Apportionment Act 1871


Tasmanian Crest
Apportionment Act 1871

An Act for the better apportionment of rents and other periodical payments

[Royal Assent 21 December 1871]

[Preamble Repealed by 25 Geo. V No. 78 ]

Be it enacted by His Excellency the Governor of Tasmania, by and with the advice and consent of the Legislative Council and House of Assembly, in Parliament assembled, as follows:

1.   Short title

This Act may be cited as the Apportionment Act 1871 .

2.   Rents and periodical payments shall be apportionable

All rents, annuities, dividends, and other periodical payments in the nature of income (whether reserved or made payable under an instrument in writing or otherwise) shall, like interest on money lent, be considered as accruing from day to day, and shall be apportionable in respect of time accordingly.

3.   When apportioned part of rent, &c., shall be payable

The apportioned part of any such rent, annuity, dividend, or other payment shall be payable or recoverable in the case of a continuing rent, annuity, or other such payment when the entire portion of which such apportioned part shall form part shall become due and payable, and not before, and in the case of a rent, annuity, or other such payment determined by re-entry, death, or otherwise when the next entire portion of the same would have been payable if the same had not so determined, and not before.

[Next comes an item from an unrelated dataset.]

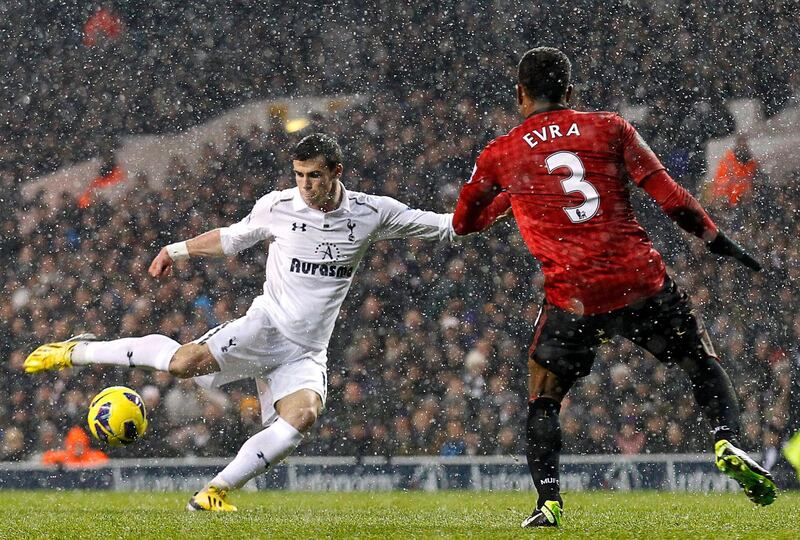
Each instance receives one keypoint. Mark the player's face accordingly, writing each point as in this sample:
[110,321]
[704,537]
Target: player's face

4.   Remedies for recovering apportioned parts

[Section 4 Amended by 25 Geo. V No. 78 ]All persons and their respective executors, administrators, and assigns, and also the executors, administrators, and assigns respectively of persons whose interests determine with their own deaths, shall have such or the same remedies at law and in equity for recovering such apportioned parts as aforesaid when payable (allowing proportionate parts of all just allowances) as they respectively would have had for recovering such entire portions as aforesaid if entitled thereto respectively; provided that persons liable to pay rents reserved out of or charged on lands or other hereditaments of any tenure, and the same lands or other hereditaments shall not be resorted to for any such apportioned part forming part of an entire or continuing rent as aforesaid specifically, but the entire or continuing rent, including such apportioned part, shall be recovered and received by the person who, if the rent had not been apportionable under this Act or otherwise, would have been entitled to such entire or continuing rent, and such apportioned part shall be recoverable from such person by the executors or other parties entitled under this Act to the same by action.

5.   Interpretation

In the construction of this Act –
rents includes all periodical payments or renderings in lieu of or in the nature of rent;
annuities includes salaries and pensions;
dividends includes (besides dividends strictly so called) all payments made by the name of dividend, bonus, or otherwise out of the revenue of trading or other public companies divisible between all or any of the members of such respective companies, whether such payments shall be usually made or declared at any fixed times or otherwise; and all such divisible revenue shall, for the purposes of this Act, be deemed to have accrued by equal daily increment during and within the period for or in respect of which the payment of the same revenue shall be declared or expressed to be made, but the said word dividend does not include payments in the nature of a return or reimbursement of capital.

6.   Act not to apply to assurance policies

Nothing in this Act contained shall render apportionable any annual sums made payable in policies of assurance of any description.

7.   Act not to apply if so stipulated

The provisions of this Act shall not extend to any case in which it is or shall be expressly stipulated that no apportionment shall take place.